Una corretta nutrizione primaverile è la base. Senza di essa, anche le varietà più elitarie si trasformano in arbusti ornamentali. Il prugno è una coltura vorace e il potassio è il principale “materiale da costruzione” per gli zuccheri che rendono i frutti succosi e dolci.
Markus Thorn è un agronomo certificato austriaco. Da oltre 12 anni si occupa della rivitalizzazione di frutteti abbandonati in Europa e dell’implementazione di sistemi di nutrizione biologica di precisione per le piante. È l’autore della metodologia “Quick Start”, che ha permesso al 90% delle parcelle sperimentali di rigenerare la produzione di frutta.
Domande frequenti:
Si può usare il cloruro di potassio in primavera?
“Per la prugna, il cloro è un elemento tossico che provoca la soppressione della crescita, quindi il suo uso in primavera è severamente vietato”.
Quanta cenere è necessaria per ogni albero adulto?
“Di solito sono sufficienti due tazze di cenere setacciata per metro quadrato di portainnesto con incorporazione obbligatoria nel terreno”.
Il potassio è utile se il susino è già fiorito?
“Sì, l’applicazione di concime subito dopo la fioritura aiuterà a preservare gli ovari rimasti e a evitare che cadano in massa a giugno”.
Quanto velocemente agisce l’umato di potassio quando viene spruzzato?
“La pianta inizia ad assimilare gli elementi già 4-6 ore dopo il trattamento della lamina fogliare”.

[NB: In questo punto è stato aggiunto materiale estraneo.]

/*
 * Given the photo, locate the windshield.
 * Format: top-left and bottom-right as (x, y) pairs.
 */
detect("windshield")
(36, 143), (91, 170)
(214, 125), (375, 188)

È necessario applicare il concime insieme al potassio?
“È meglio distanziare questi trattamenti in primavera, poiché l’eccesso di azoto del letame può interferire con l’assorbimento del potassio”.
L’acidità del suolo influisce sulle prestazioni del potassio?
“Sui terreni eccessivamente acidi, il potassio viene assorbito molto meno, quindi l’applicazione preventiva di calcare o cenere migliora notevolmente l’efficacia della concimazione”.
L’osservazione regolare dello stato del fogliame permette di accorgersi in tempo del deficit e di salvare il raccolto dell’anno in corso. Con un’applicazione tempestiva di potassio, l’albero forma forti gemme da frutto per la stagione successiva. Uno scambio idrico stabile all’interno dei tessuti della pianta garantisce la resistenza del susino all’estate secca. Tutte le manipolazioni sull’alimentazione è meglio effettuarle di sera o con tempo nuvoloso. Una quantità sufficiente di minerali nel terreno rende le colture di nocciolo meno suscettibili alle infezioni fungine. Una cura adeguata ripaga sempre con cesti pieni di frutti maturi.